Quinci LeGardye of The A.V. Club gave the episode an "A" and writing, "You could say this is Atlantas best example of a 'normal' episode, which is also expertly written and directed, hilarious and cutting, lovely and minute, and an overall fantastic television episode."

Alan Sepinwall of Rolling Stone wrote, "Interestingly, all four episodes so far this season have brought their various subplots together at the end, when in seasons past, an Al plot might exist entirely separately from what Darius or Earn is up to. Perhaps this is also related to actor availability — if you have certain people for an episode, you may as well find a way to unite them before you're done — if it's not just a coincidence. Or maybe as Robinson, Murai, and everyone else prepares to say goodbye to this show, they not only want to bring actors like Whitlock and Taylor back for well-deserved and funny curtain calls, but to illustrate how intertwined everyone's life here is with everyone else's." Ile-Ife Okantah of Vulture gave the episode a 4 star rating out of 5 and wrote, "As much as I enjoyed this episode, I felt it was a missed opportunity to rectify some of the criticism Atlanta has received about its depiction of Black women, especially since Atlantas sole female writer wrote it."

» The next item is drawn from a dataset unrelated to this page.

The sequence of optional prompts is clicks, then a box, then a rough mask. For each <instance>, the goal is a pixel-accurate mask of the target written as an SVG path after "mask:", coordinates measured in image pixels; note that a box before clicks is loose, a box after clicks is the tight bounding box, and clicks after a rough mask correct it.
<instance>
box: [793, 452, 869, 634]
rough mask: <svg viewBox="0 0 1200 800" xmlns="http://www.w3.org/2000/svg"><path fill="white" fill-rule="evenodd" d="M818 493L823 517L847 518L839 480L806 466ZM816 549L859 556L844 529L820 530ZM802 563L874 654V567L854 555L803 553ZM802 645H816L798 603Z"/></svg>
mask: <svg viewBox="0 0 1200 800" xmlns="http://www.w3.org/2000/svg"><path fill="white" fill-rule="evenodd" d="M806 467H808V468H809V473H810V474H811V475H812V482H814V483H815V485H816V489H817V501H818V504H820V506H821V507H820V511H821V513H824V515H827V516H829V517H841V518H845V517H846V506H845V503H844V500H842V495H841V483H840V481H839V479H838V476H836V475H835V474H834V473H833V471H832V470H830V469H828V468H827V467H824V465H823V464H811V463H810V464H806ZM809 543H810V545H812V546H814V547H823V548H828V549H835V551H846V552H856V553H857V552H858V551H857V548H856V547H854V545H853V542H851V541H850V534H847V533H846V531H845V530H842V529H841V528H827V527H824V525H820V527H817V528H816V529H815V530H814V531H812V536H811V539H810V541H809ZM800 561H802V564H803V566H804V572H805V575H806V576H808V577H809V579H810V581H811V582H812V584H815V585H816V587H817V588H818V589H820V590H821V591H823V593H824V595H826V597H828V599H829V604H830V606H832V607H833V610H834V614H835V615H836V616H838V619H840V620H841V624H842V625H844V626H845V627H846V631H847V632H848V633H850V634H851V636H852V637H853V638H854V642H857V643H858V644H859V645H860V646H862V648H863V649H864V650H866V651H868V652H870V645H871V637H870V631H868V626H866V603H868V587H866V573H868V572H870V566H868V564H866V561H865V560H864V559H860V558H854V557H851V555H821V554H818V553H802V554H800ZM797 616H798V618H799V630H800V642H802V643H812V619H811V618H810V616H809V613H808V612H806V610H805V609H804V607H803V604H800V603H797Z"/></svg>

Ben Travers of IndieWire gave the episode an "A" grade and wrote, "'Light Skinned-ed' draws curious parallels between Earn and Raleigh, especially in their ongoing quests for respect, but that's a conversation for another time. Episode 4 ends like it began: on a laugh. Everyone is going to watch a Redbox tonight — much to Grandpa's delight — while passing around their free basket of bread. Gloria got her dad back, Raleigh got his new phone, Earn spent time with his folks. For the Marks family, all's well that ends well. For the Atlanta audience, Episode 4 is a damn good time all the way through. More please." Christian Hubbard of Full Circle Cinema gave the episode a perfect 10 out of 10 rating and wrote, "Over the past five years, Atlanta has tried to be a lot of things. Tonight, in this episode, they achieved all of them. Throughout its seemingly short 38-minute runtime, episode 4 not only establishes a familial bond between the show's main characters, but also allows the viewers to see how they become the men they are today. If season four of Atlanta wanted to create an all-time run at the crown for the best show on television, this is its last chance. And they are currently creating an all-time run at the crown for the best show on television."

IndieWire ranked "Light Skinned-ed" the 16th best TV episode of the year.